The SEC proposes to amend Item 407 of Regulation S-K by adding paragraph (j) to require disclosure about the cybersecurity expertise of members of the board, if any. If any member of the board has cybersecurity expertise, the registrant would have to disclose the name(s) of any such director(s) and fully describe the expertise of the director(s). Notably, proposed amended Item 407 does not require a registrant to disclose why it does not have a board member with cybersecurity expertise like existing Item 407(d)(5) does with respect to an “audit committee financial expert.” In addition, unlike the required “audit committee financial expert” disclosure, the proposal would require disclosure of any details necessary to describe the nature of the cybersecurity expertise. The proposed new Item 407(j) disclosure would be included in Part III of Form 10-K, meaning it would typically be disclosed in a registrant's proxy statement.

Given the prominence of cybersecurity risks facing public companies today, many companies have already prioritized strengthening board cybersecurity expertise in connection with their board refreshment efforts. However, for companies that have not, the proposed rules may serve as motivation to begin doing so.

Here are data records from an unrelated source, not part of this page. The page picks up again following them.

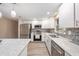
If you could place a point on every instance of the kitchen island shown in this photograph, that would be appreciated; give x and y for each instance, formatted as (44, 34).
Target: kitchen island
(70, 48)
(13, 47)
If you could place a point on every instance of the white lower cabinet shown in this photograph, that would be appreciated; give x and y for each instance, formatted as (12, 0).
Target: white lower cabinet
(48, 42)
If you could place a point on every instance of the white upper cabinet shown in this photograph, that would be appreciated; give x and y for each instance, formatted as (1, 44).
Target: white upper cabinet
(66, 15)
(77, 14)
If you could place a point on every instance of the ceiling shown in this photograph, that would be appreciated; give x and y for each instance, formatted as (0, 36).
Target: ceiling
(28, 11)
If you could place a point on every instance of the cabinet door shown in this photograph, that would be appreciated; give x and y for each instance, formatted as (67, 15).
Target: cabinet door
(66, 15)
(77, 14)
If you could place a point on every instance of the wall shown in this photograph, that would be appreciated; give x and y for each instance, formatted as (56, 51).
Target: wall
(8, 28)
(66, 15)
(48, 23)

Inline XBRL Tagging Requirement

The proposed rules would also require registrants to tag the information specified by new Item 1.05 of Form 8-K and new Items 106 and 407(j) of Regulation S-K in Inline XBRL in accordance with Rule 405 of Regulation S-T and the EDGAR Filer Manual. The proposed structured data requirement is consistent with the SEC's recent adoptions regarding Inline XBRL requirements to improve the quality and usability of data for investors.

Currently, the proposed rule has the support to pass on a 3-1 vote. The dissenting Commissioner characterized the proposed disclosure requirements as “an unprecedented micromanagement by the [SEC] of the composition and functioning of both the boards of directors and management of public companies.” The Commissioner also criticized the SEC for overstepping its authority, stating that the proposal “flirts with casting [the SEC] as the nation's cybersecurity command center, a role Congress did not give [the SEC].” However, the Commissioner stated that a “bright spot” of the rule is its “sensible guideposts for companies to follow in reporting material cybersecurity incidents,” which are “[p]roperly rooted in materiality….”

In his accompanying statement, SEC Chair Gary Gensler noted that this is the third rulemaking proposal that implicates cybersecurity — the two prior proposals addressed government securities trading platforms and registered investment advisers and funds. Chair Gensler also flagged the prospect of future cybersecurity regulation proposals regarding broker-dealers.

DISCLAIMER: Because of the generality of this update, the information provided herein may not be applicable in all situations and should not be acted upon without specific legal advice based on particular situations.